A particle is moing with a velocity of `10m//s` towards east. After 10s its velocity changes to `10m//s` towards north. Its average acceleration is:-

To find the average acceleration of the particle, we need to determine the change in velocity and then divide it by the time interval. Let's break down the problem step by step. ### Step-by-Step Solution: 1. **Identify Initial and Final Velocities:** - Initial velocity (\(\vec{v_i}\)): \(10 \, \text{m/s}\) towards east. In vector form, this is \(10 \, \hat{i}\). - Final velocity (\(\vec{v_f}\)): \(10 \, \text{m/s}\) towards north.
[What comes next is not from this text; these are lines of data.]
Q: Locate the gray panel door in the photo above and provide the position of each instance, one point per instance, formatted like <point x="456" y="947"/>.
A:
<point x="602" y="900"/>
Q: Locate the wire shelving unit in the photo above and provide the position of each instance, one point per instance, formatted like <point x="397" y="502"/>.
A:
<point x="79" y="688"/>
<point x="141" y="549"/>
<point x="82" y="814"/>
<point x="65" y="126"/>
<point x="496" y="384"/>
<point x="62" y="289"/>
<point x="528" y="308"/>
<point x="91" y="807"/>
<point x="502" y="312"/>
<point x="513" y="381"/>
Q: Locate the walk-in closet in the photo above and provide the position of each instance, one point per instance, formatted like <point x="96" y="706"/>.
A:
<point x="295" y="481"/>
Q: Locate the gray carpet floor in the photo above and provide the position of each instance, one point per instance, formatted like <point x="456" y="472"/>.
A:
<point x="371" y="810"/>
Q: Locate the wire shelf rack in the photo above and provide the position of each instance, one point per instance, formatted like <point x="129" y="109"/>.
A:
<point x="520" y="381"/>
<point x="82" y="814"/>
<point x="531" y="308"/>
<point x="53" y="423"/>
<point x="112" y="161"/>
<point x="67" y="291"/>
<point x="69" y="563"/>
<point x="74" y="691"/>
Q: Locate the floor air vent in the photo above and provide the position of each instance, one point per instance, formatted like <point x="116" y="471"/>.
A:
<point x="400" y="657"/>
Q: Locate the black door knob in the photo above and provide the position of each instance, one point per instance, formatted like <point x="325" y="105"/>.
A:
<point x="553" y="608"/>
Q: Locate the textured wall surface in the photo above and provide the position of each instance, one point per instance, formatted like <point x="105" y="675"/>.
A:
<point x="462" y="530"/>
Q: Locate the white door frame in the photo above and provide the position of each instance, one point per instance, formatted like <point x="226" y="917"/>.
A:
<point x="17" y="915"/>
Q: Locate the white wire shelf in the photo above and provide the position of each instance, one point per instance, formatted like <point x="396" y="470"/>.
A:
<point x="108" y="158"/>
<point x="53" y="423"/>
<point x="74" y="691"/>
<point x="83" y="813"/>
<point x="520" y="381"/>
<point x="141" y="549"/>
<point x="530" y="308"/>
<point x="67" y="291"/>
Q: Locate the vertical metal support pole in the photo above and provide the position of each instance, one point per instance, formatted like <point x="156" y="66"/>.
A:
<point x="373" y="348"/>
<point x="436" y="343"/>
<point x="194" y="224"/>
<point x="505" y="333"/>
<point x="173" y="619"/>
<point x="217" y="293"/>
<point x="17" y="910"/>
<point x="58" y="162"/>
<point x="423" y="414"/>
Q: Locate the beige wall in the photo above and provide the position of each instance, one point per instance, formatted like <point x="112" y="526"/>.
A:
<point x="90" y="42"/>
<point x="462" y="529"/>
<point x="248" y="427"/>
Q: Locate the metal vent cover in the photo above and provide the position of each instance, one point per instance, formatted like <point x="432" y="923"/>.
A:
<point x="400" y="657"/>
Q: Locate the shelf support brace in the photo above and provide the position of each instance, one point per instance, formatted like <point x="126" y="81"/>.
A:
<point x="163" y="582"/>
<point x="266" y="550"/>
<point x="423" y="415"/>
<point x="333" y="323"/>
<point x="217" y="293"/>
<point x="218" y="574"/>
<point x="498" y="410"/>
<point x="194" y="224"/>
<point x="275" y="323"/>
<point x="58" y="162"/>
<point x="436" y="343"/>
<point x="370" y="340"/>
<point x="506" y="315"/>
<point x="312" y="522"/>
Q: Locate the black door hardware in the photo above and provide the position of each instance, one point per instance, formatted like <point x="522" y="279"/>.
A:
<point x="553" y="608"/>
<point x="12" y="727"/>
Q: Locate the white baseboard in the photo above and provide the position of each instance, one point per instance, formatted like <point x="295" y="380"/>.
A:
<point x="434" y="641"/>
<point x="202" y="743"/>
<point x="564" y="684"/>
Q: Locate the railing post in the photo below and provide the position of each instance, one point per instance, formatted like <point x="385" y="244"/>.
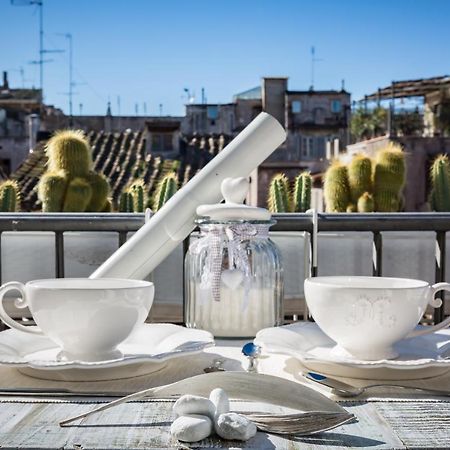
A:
<point x="377" y="255"/>
<point x="440" y="272"/>
<point x="59" y="254"/>
<point x="122" y="238"/>
<point x="185" y="250"/>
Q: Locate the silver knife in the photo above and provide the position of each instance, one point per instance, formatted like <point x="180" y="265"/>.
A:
<point x="346" y="390"/>
<point x="45" y="392"/>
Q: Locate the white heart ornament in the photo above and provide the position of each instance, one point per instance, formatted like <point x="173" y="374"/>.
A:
<point x="234" y="190"/>
<point x="232" y="278"/>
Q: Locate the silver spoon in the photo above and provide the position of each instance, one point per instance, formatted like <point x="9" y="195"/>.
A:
<point x="346" y="390"/>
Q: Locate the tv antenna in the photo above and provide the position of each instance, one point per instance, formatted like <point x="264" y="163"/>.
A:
<point x="72" y="83"/>
<point x="313" y="63"/>
<point x="42" y="51"/>
<point x="22" y="75"/>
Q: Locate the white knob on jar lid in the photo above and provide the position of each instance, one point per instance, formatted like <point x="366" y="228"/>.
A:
<point x="234" y="190"/>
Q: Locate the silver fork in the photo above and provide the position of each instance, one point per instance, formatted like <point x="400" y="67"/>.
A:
<point x="300" y="424"/>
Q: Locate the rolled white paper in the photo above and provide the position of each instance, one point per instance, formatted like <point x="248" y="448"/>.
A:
<point x="155" y="240"/>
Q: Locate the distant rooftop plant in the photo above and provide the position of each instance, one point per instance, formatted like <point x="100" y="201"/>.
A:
<point x="70" y="184"/>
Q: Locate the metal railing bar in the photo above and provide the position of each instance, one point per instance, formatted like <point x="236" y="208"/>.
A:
<point x="358" y="222"/>
<point x="129" y="222"/>
<point x="59" y="254"/>
<point x="71" y="222"/>
<point x="439" y="276"/>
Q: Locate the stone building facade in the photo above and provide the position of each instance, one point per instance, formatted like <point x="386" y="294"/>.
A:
<point x="19" y="122"/>
<point x="311" y="118"/>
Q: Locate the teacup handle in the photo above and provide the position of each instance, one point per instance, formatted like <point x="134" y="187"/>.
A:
<point x="19" y="303"/>
<point x="435" y="303"/>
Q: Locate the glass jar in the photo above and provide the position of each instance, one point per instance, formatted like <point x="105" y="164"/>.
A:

In vector form, this is \(10 \, \hat{j}\). 2. **Calculate the Change in Velocity (\(\Delta \vec{v}\)):** \[ \Delta \vec{v} = \vec{v_f} - \vec{v_i} \] Substituting the given values: \[ \Delta \vec{v} = 10 \, \hat{j} - 10 \, \hat{i} \] So, \[ \Delta \vec{v} = -10 \, \hat{i} + 10 \, \hat{j} \] 3. **Determine the Time Interval (\(\Delta t\)):** \[ \Delta t = 10 \, \text{s} \] 4. **Calculate the Average Acceleration (\(\vec{a_{avg}}\)):** \[ \vec{a_{avg}} = \frac{\Delta \vec{v}}{\Delta t} \] Substituting the values: \[ \vec{a_{avg}} = \frac{-10 \, \hat{i} + 10 \, \hat{j}}{10} \] Simplifying: \[ \vec{a_{avg}} = -1 \, \hat{i} + 1 \, \hat{j} \] 5. **Find the Magnitude of the Average Acceleration:** The magnitude of \(\vec{a_{avg}}\) is given by: \[ |\vec{a_{avg}}| = \sqrt{(-1)^2 + (1)^2} \] \[ |\vec{a_{avg}}| = \sqrt{1 + 1} \] \[ |\vec{a_{avg}}| = \sqrt{2} \] \[ |\vec{a_{avg}}| = \sqrt{2} \, \text{m/s}^2 \] 6. **Determine the Direction of the Average Acceleration:** The direction is given by the vector components \(-1 \, \hat{i} + 1 \, \hat{j}\), which points towards the northwest. ### Final Answer: The average acceleration of the particle is \(\sqrt{2} \, \text{m/s}^2\) towards the northwest.